Meu aparentado iauaretê
O
meu signo é onça... E o fluxo inimputável de informações da Internet fez parar
na minha caixa de mensagem, nos últimos dias, umas quantas notícias contendo
passagens espetaculares relatando a ocorrência de onças em áreas urbanas e em
vilas rurais isoladas. Um dos vídeos jura de pé junto que uma Pintada bem
porruda desfilava felinamente impávida pela margem da recém-inaugurada Avenida
Liberdade, bem aqui, no ao pegado da Grande Belém.
Dando
os descontos às imagens criadas artificialmente, ligeiro me veio o exercício do
crivo. Uma oportunidade também se achegou, tendo como inspiração a canção
sinteticamente reveladora de nossas misturas culturais e ecológicas ‘bichosgentesamazônidas’.

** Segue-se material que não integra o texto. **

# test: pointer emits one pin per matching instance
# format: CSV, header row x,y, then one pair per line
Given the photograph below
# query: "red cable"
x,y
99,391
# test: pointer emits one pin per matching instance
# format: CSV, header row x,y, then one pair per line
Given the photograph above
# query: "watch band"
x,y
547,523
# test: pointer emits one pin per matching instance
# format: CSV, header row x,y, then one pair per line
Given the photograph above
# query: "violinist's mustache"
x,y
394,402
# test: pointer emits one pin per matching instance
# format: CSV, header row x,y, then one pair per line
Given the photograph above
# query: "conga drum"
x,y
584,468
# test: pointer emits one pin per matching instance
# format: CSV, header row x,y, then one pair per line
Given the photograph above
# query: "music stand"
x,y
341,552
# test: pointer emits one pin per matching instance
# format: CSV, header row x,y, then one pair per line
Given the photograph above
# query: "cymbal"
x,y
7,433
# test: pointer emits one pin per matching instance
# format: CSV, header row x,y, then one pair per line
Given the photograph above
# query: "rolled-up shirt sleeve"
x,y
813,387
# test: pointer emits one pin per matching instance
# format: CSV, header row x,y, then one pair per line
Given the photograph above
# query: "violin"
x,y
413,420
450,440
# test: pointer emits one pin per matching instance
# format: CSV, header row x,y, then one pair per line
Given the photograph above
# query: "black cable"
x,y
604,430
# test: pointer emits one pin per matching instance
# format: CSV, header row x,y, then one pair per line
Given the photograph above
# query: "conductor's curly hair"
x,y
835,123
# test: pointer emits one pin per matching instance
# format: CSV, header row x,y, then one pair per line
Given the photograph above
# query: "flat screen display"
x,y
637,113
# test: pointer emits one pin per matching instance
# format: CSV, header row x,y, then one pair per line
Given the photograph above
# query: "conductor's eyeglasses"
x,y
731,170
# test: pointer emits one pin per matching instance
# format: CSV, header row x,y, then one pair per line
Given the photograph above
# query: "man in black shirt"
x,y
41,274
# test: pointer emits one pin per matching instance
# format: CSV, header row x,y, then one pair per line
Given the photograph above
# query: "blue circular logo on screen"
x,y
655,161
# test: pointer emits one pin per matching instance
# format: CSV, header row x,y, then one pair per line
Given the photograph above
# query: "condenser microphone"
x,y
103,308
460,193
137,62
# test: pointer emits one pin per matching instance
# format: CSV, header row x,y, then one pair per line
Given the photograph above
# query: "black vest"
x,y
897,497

Com a referência poética contida no verso de Pedrinho Callado, inicio esta
crônica avisando logo: meu signo é onça. Tenho, no rol de minhas valências, uma
sintonia, penso que parental, e faço gosto por uma interação que procure ser
equilibradamente positiva, ao contrário de temerária, com o maior felino das
Américas.
Havendo
verdade nas aparições registradas, temos um sinal. Um anúncio de arredores
desequilibrados. Porque não é de interesse das onças exposições e publicidades
levianas. Dou até meu testemunho. Em mais de dez anos me embrenhando pelos
insondáveis escaninhos da floresta, nunca, em ocasião ou repente nenhum, vi uma
onça. Embora as tenha sentido em presenças, odores e esturros alhures, nos
afiançamos em harmonia, os nossos cada quais de território. Tenho em conta para
contar, se muito, três ou quatro casos em que as onças rondaram em paz, o lugar
em que eu estava. E destaco um caso bem típico quando o desequilíbrio acontece
enredando surpresa e tensão. Foi em Rondônia.
Havia
por lá um camarada posudo, tido e assumido como grande caçador. Trabalhava na
lavra de cassiterita. Rondônia ainda não exibia esta faixa enorme de terra nua,
devastada que tem hoje. Estava ainda, no início da década de 80, no caminho de,
segundo algumas fontes, ser o Estado da região norte com maior perda de
floresta nativa para os projetos de desenvolvimento pautados na intensiva
atividade agropecuária. As onças ainda minavam por lá.
O
caçador era peão de mina, e nas raras horas dos contraturnos, de posse de uma
lustrada espingarda, ganhava a mata a espreitar os bichos andantes. Gostava de
se valer da soberbia colonialista. Sentia-se um conquistador. Tez branca,
envergadura esticada, dizia ser diferente das gentes da terra em tudo,
inclusive na coragem. Passava horas no mutá até uma paca gorda aparecer. Bom de
mira, quando voltava pra casa ostentando como troféu um animal morto, era como
se se confirmasse superior aos naturais da região.
Certa
vez, ao margear o lago artificial que acumulava água de serviço para as minas,
a uma distância dos movimentos e maquinários não recomendada para se andar
sozinho, no que contornou um balseiro que fora produzido pela derrubada de
grande quantidade de árvores e que ali jaziam esturricadas, deu numa picada
larga, antes utilizada por tratores no transporte de madeira. Distraiu-se
avaliando uma ponta de mato batido e quando ergueu os olhos à frente,
deparou-se com a bichona. Ela estava com os filhotes. Apontou na picada de
repente, relatava sempre que lhe era solicitado, o causo. A Pintada demorou-se
em fitar-lhe com os olhos brilhantes. Ele, destemido caçador, aprumou a 12, fez
a mira. Nunca soube explicar, mas naquele momento, olhando no fundo dos olhos
da onça ali adiante, percebeu-se paralisado, tomado por um torpor, um transe
insuperável. Não atirou. A seguir a onça atravessou a picada, as crias
enfileiradas, atrás. Neste momento, um medo descomunal se apossou dele. Chorou,
cedeu ao descontrole, sofreu desmanche e humilhação.
Andei
por esta mesma picada algumas vezes com minha equipe. Ao longe, ouvíamos o
esturro do aparentado iuaretê nos alertando sobre nossos cada quais ‘bichosgentesamazônidas’.